# Diatom filtering with a canister filter?



## vicpinto (Mar 27, 2007)

Is it possible to get diatom filtering using a canister filter? I was thinking about getting Seachem's "The Bag" welded filter bag, adding some diatom powder to it and dropping it into my Fluval.

Anyone ever done this? Thanks in advance.


----------



## Naja002 (Nov 15, 2005)

I cannot seem to find it here or over at PT, but there was a poster claiming that DE could be used with a canister filter--and works just as well. I haven't tried it yet, But I guess I am going to.

Not sure what the purpose of "The Bag" would be. I would just load it through the canister intake--a little at a time.

I have everything I need, so I guess I will go a head and give it whirl and let You know what I think.....

Wish me luck! :mrgreen:


----------



## orlando (Feb 14, 2007)

No! the bag is a casing that is coated with DE. That allows water to flow through the de not around the de. That's how the stuff works. look at vortex, its the best water polisher Ive used in a long time


----------



## Naja002 (Nov 15, 2005)

Was going to add 1 cup for an xP3, but didn't even get ~1/2 cup in before it came flooding back out.
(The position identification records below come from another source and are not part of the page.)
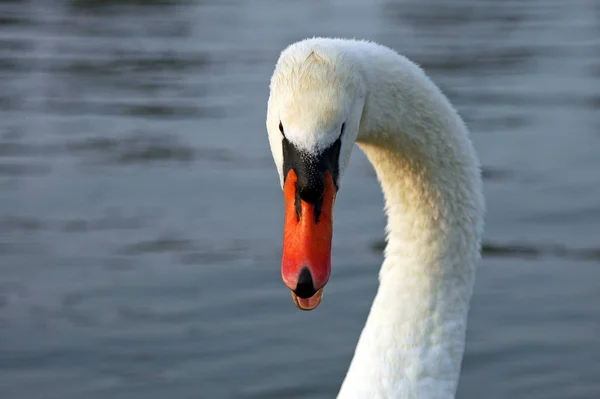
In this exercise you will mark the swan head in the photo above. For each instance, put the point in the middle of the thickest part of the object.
(313, 118)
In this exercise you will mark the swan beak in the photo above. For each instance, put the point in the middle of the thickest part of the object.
(306, 261)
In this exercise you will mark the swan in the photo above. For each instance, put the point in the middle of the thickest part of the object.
(325, 95)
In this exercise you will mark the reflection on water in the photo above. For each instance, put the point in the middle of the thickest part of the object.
(141, 215)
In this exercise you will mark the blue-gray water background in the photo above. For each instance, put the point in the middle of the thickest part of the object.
(141, 214)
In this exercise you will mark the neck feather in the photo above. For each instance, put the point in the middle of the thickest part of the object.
(413, 342)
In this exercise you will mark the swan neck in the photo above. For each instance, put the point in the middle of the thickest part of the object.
(412, 344)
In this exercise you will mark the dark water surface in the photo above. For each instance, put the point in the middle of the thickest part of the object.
(141, 214)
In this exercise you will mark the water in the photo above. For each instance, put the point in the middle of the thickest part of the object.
(141, 215)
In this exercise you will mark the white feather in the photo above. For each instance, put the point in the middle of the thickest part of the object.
(413, 342)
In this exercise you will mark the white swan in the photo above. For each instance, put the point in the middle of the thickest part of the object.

I knew it would, but I didn't think it would be quite that fast.

Its a multi-stage system, so I shut off the overflow and return, so the DE can recycle into the xP until it finds a home.


----------



## orlando (Feb 14, 2007)

It wont work. The DE needs a bed to sit on, the can will just blow right out


----------



## Naja002 (Nov 15, 2005)

orlando said:


> No! the bag is a casing that is coated with DE. That allows water to flow through the de not around the de. That's how the stuff works. look at vortex, its the best water polisher Ive used in a long time


I understand what You are saying, and I have a vortex and understand how it works. It *Should* just take the DE longer to find a home. Until then--cloudiness. Its already done for me--so I'll let You know how it goes.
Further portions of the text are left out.